The nodes selected by a path is the union of the nodes selected by each sub-path in the order of
their discovery. The search is left-to-right and depth first. If a node and its descendants are both selected, the
node will be listed first.

=head2 Steps

=over 2

=item C<//a/b[0]/E<gt>c[@d]>

=item C<//aB</b[0]>/E<gt>c[@d]>

=item C<//a/b[0]B</E<gt>c[@d]>>

=back

Each step consists of a separator (optional on the first step), a tag selector, and optionally some
number of predicates.

=head2 Separators

=over 2

=item C<a/b/c/E<gt>d>

=item C<B</>aB</>b//c/E<gt>d>

=item C<B<//>a/bB<//>c/E<gt>d>

=item C<B</E<gt>>a/b//cB</E<gt>>d>

=back

=head3 null separator

=over 2

=item C<a/b/c/E<gt>d>

=back

The null separator is simply the absence of a separator and can only occur before the first step. 
It means "relative to the context node". Thus is it essentially the same as the file path formalism,
where C</a> means the file C<a> in the root directory and C<a> means the file C<a> in the current directory.

B<Note>, here and in the following discussion we speak of a "root" node, but in reality the node in
question is not the tree root but the node to which the expression is applied. This may be a bit confusing,
but it simplifies the interpretation of expressions. If you genuinely want to begin at the root node,
use the C<:root> selector, described below. Since in general one will apply an expression to a tree's
root node, in general this confusion of terminology is harmless. But know that if you pick a node at
random from a tree and apply an expression to it, this will become the "root" as far as the various
separator definitions here and below are concerned.

=head3 /

=over 2

=item C<B</>aB</>b//c/E<gt>d>

=back

The single slash separator means "search among the context node's children", or if it precedes
the first step it means that the context node is the root node.

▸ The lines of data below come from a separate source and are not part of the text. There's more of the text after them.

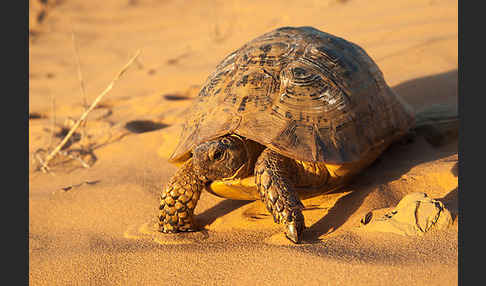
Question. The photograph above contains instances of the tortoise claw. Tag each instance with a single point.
(294, 231)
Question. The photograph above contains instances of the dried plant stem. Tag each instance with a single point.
(85, 114)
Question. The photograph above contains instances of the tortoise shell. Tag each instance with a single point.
(302, 92)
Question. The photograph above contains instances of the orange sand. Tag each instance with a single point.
(96, 232)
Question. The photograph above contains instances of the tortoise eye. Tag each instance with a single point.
(218, 154)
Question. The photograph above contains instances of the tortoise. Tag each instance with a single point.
(293, 113)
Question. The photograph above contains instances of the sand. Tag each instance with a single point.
(91, 226)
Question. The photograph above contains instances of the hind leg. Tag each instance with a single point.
(274, 179)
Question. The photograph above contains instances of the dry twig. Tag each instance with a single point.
(51, 155)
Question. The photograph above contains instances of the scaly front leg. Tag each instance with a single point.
(179, 198)
(274, 179)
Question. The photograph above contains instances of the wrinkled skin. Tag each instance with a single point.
(229, 157)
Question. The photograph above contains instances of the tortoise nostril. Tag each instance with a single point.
(217, 154)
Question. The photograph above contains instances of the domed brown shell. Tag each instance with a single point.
(307, 94)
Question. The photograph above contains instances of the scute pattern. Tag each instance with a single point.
(304, 93)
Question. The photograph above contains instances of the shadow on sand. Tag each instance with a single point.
(396, 161)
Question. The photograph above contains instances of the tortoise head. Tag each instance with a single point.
(225, 157)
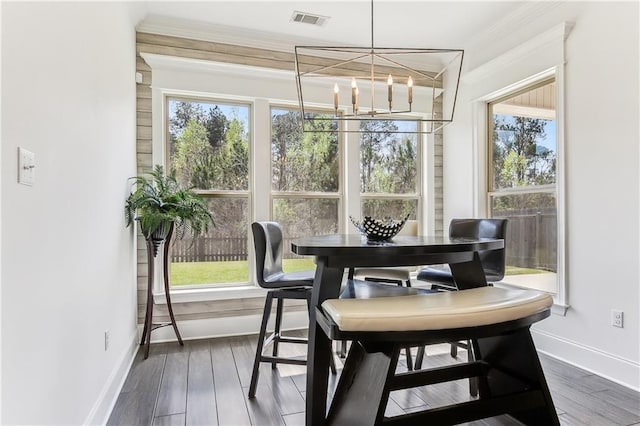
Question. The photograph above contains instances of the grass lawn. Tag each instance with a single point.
(193, 273)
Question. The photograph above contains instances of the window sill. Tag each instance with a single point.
(209, 294)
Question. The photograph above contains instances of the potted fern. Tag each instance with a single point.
(159, 203)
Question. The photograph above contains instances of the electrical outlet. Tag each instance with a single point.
(617, 318)
(26, 166)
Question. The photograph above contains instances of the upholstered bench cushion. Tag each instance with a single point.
(445, 310)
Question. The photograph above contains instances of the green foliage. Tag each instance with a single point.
(388, 160)
(518, 159)
(303, 161)
(159, 199)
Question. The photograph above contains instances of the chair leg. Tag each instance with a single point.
(419, 358)
(473, 381)
(276, 331)
(407, 351)
(332, 361)
(261, 337)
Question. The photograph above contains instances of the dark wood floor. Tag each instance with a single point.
(206, 381)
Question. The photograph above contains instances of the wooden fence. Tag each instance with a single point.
(217, 249)
(531, 243)
(209, 249)
(532, 238)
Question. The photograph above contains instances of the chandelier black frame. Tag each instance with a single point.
(392, 80)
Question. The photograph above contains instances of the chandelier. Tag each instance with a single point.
(377, 83)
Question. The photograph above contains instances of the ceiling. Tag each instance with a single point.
(427, 24)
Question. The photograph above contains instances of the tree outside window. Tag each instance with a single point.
(208, 147)
(305, 174)
(389, 169)
(523, 183)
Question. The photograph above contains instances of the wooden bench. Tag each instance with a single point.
(496, 320)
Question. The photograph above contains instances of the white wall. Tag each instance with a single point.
(67, 259)
(602, 182)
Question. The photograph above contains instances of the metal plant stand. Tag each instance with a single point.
(149, 326)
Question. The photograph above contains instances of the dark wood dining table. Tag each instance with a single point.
(337, 252)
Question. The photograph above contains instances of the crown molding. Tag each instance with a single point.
(519, 18)
(552, 37)
(178, 63)
(176, 27)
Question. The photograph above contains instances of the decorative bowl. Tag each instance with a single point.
(379, 229)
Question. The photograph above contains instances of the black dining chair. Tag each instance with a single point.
(269, 247)
(493, 263)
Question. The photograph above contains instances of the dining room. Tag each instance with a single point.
(533, 119)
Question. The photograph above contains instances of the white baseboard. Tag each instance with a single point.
(610, 366)
(228, 326)
(101, 410)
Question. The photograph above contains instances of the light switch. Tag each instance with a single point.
(26, 167)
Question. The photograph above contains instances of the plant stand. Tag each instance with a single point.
(149, 326)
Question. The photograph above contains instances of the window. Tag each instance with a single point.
(305, 178)
(208, 147)
(522, 182)
(389, 172)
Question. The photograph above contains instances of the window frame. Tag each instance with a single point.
(168, 96)
(481, 138)
(418, 194)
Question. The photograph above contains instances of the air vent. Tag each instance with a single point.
(309, 18)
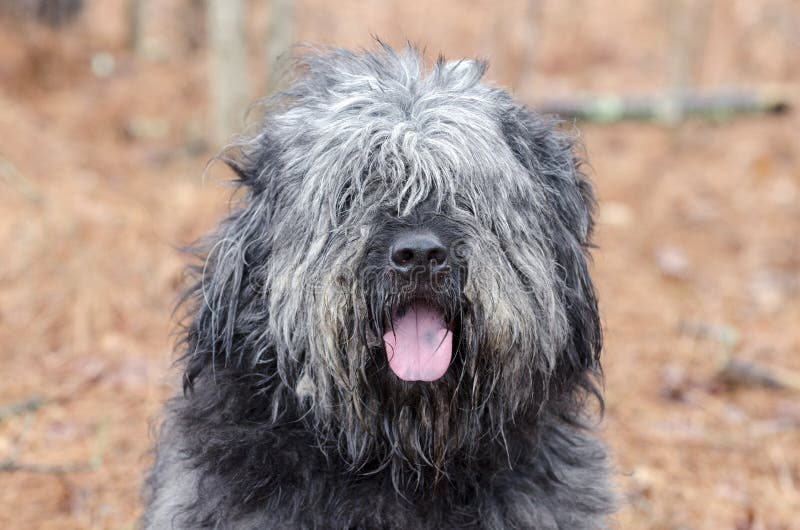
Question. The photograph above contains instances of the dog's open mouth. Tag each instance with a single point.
(418, 343)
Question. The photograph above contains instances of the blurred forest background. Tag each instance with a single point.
(110, 110)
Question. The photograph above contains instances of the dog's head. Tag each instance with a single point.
(408, 266)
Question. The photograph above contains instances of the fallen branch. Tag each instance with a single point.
(749, 373)
(669, 108)
(11, 466)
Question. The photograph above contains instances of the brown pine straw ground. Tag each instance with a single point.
(101, 178)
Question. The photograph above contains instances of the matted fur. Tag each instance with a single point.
(290, 417)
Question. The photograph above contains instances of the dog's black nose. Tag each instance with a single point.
(417, 250)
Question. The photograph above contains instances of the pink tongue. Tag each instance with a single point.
(419, 346)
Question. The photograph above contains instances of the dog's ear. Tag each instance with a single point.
(228, 303)
(549, 157)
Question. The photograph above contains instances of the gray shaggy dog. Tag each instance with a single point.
(396, 328)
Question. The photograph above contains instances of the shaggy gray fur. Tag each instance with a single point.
(290, 418)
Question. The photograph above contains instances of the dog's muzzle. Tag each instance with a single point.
(418, 342)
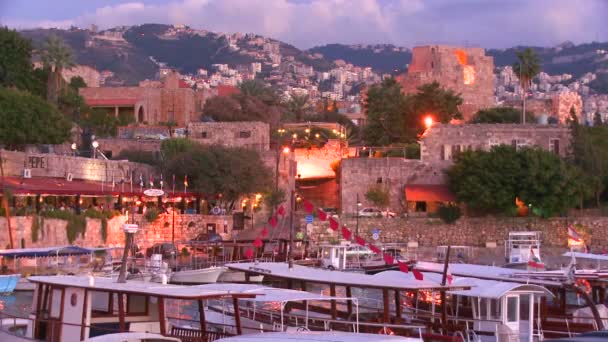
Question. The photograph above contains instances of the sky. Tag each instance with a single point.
(308, 23)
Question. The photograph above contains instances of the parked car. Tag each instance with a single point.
(166, 249)
(373, 212)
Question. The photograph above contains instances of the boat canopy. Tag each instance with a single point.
(103, 284)
(316, 275)
(48, 251)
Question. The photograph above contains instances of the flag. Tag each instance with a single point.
(574, 235)
(322, 215)
(346, 233)
(388, 259)
(534, 261)
(333, 224)
(374, 249)
(360, 240)
(449, 277)
(273, 221)
(309, 207)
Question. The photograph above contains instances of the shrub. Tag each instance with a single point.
(449, 213)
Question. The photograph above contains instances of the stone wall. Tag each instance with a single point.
(358, 174)
(473, 232)
(442, 142)
(253, 135)
(466, 71)
(58, 166)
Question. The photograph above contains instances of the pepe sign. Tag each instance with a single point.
(154, 192)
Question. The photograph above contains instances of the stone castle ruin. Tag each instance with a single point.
(467, 71)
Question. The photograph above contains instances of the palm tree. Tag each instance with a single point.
(298, 106)
(526, 68)
(56, 56)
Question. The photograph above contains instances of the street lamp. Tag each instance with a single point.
(130, 229)
(95, 145)
(357, 214)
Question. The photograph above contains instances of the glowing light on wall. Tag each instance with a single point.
(468, 71)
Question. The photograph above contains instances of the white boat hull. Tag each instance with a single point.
(229, 276)
(200, 276)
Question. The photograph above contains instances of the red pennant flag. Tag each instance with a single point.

=head3 // select among descendants

=over 2

=item C<B<//>a/bB<//>c/E<gt>d>

=back

The double slash separator means "search among the descendants of the context node" or, if the
context node is the root, "search among the root node and its descendants".

=head3 /> select closest

=over 2

=item C<B</E<gt>>a/b//cB</E<gt>>d>

=back

The C</E<gt>> separator means "search among the descendants of the context node (or the context node
and its descendants if the context node is root), but omit from consideration any node dominated by
a node matching the selector". Written out like this this may be confusing, but it is a surprisingly
useful separator. Consider the following tree

         a
        / \
       b   a
       |   | \
       a   b  a
       |      |
       b      b

The expression C</E<gt>b> when applied to the root node will select all the C<b> nodes B<except> the
leftmost leaf C<b>, which is screened from the root by its grandparent C<b> node. That is, going down
any path from the context node C</E<gt>b> will match the first node it finds matching the selector --
the matching node closest to the context node.

=head2 Selectors

Selectors select a candidate set for later filtering by predicates.

=head3 literal

=over 2

=item C<B<a>>

=back

A literal selector selects the nodes whose tag matches, in a tree-appropriate sense of "match",
a literal expression.

Any string may be used to represent a literal selector, but certain characters may have to be
escaped with a backslash. The expectation is that the literal will begin with a word character, _,
or C<$> and any subsequent character is either one of these characters, a number character or 
a hyphen or colon followed by one of these or a number character. The escape character, as usual, is a
backslash. Any unexpected character must be escaped. So

=over 2

=item C<a\\b>

=back

represents the literal C<a\b>.

There is also a quoting convention that one can use to avoid many escapes inside a tag name.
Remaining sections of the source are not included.